A l’occasion de la publication d’une riche anthologie de ses écrits, traduite en italien, le père Federico Lombardi SJ s’interroge, dans La Civiltà Cattolica de ce 3 avril 2021, sur les raisons profondes de la conversion à la foi catholique de ce laïc, serviteur de Dieu : « Qu’est-ce qui l’a attiré vers le christianisme ? Cela a-t-il été un coup de foudre spirituel ou le prestige de la science occidentale ? », questionne le p. Federico Lombardi S.J., auteur de l’article.

Certes, la première fois qu’il rencontre Matteo Ricci, cet intellectuel doté d’une grande curiosité est frappé par la mappemonde du missionnaire italien, « qui ouvre à la culture chinoise une vision plus large du monde », dira-t-il. Le comportement des missionnaires a également suscité l’admiration de Xu Guangqi, lui-même réputé pour sa « rigueur morale ». Par la suite, à Pékin, il cherchera auprès de son ami Ricci des réponses « aux questions qui le tourmentent », notamment celles de « la mort et du jugement après la mort ».

Formé dès sa jeunesse « dans l’esprit confucéen du service du bien commun » Xu considèrera que la nouvelle doctrine proposée par les jésuites est capable de « renforcer les principes confucéens et rectifier les doctrines bouddhistes ». C’est ainsi qu’il défendra la présence de Ricci à Pékin : « Nous avons un homme vrai, docte et grand, qui est arrivé à la Cour pour admirer notre vertu et la protéger. Peut-il y avoir au monde un trésor plus précieux que lui ? »
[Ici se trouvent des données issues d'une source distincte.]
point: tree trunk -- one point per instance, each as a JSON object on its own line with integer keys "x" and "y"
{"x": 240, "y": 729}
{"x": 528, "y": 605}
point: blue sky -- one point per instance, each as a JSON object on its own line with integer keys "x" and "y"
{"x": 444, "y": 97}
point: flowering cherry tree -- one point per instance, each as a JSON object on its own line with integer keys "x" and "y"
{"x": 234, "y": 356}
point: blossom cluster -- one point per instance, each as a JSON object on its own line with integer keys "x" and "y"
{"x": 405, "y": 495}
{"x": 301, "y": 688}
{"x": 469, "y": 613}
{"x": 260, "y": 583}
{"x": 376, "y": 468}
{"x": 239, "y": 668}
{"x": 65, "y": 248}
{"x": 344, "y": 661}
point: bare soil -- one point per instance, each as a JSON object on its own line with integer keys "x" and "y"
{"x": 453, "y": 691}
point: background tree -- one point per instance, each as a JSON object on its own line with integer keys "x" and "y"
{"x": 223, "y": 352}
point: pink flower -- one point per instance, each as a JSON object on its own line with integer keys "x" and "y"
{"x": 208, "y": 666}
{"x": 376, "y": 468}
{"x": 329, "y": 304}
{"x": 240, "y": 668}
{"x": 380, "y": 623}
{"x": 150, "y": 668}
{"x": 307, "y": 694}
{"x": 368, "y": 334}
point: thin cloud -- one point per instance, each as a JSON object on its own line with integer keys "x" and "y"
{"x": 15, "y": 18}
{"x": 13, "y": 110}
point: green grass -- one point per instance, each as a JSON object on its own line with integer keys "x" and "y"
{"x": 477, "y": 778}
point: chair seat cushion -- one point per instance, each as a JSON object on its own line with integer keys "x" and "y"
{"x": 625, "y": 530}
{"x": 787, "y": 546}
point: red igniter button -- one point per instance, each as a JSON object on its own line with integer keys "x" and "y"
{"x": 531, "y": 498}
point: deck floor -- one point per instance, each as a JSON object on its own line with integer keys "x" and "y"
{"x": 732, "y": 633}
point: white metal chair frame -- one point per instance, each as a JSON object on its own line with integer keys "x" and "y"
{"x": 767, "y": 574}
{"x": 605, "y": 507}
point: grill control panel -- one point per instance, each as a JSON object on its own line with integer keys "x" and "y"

Le lettré chinois est « convaincu que la rigueur du raisonnement mathématique et l’apprentissage des sciences occidentales » serviront le « développement des sciences et des techniques nécessaires au bien du peuple » tout en éduquant « à la discipline et à l’autocritique », analyse le p. Lombardi. Pour Xu, loin de détourner de l’objectif missionnaire, « l’étude des sciences par un procédé rationnel rigoureux » est « comme une propédeutique à la religion et à la morale, parce qu’elle démontre la crédibilité des nouveaux maîtres ».

Hélène Ginabat

Voici notre traduction de l’article du p. Lombardi publié dans La Civiltà Cattolica, (Quaderno 4099 pp. 73 – 85) avec l’aimable autorisation de l’éditeur français, Parole et Silence.

 

Xu Guangqi,

un grand chinois catholique

au service de son peuple

et de son pays

Xu Guangqi est né en 1562 dans une famille du Nord de la Chine récemment émigrée à Shanghai, ville populeuse située non loin de l’embouchure du grand Fleuve bleu et sur les côtes de la Mer de Chine orientale. Une ville autour de laquelle, à l’agriculture traditionnelle s’était ajoutée la culture et le travail du coton et s’était développée une intense activité commerciale. Mais les problèmes ne manquaient pas : typhons, inondations, famines, incursions des pirates japonais qui sévissaient le long des côtes. La famille de Xu Guangqi était de modestes commerçants. Xu savait que les murs de sa ville n’avaient été construits que neuf ans avant sa naissance, pour la défendre contre les attaques des pirates et il conservera longtemps le souvenir de la dramatique famine de 1587, lorsqu’il avait 25 ans.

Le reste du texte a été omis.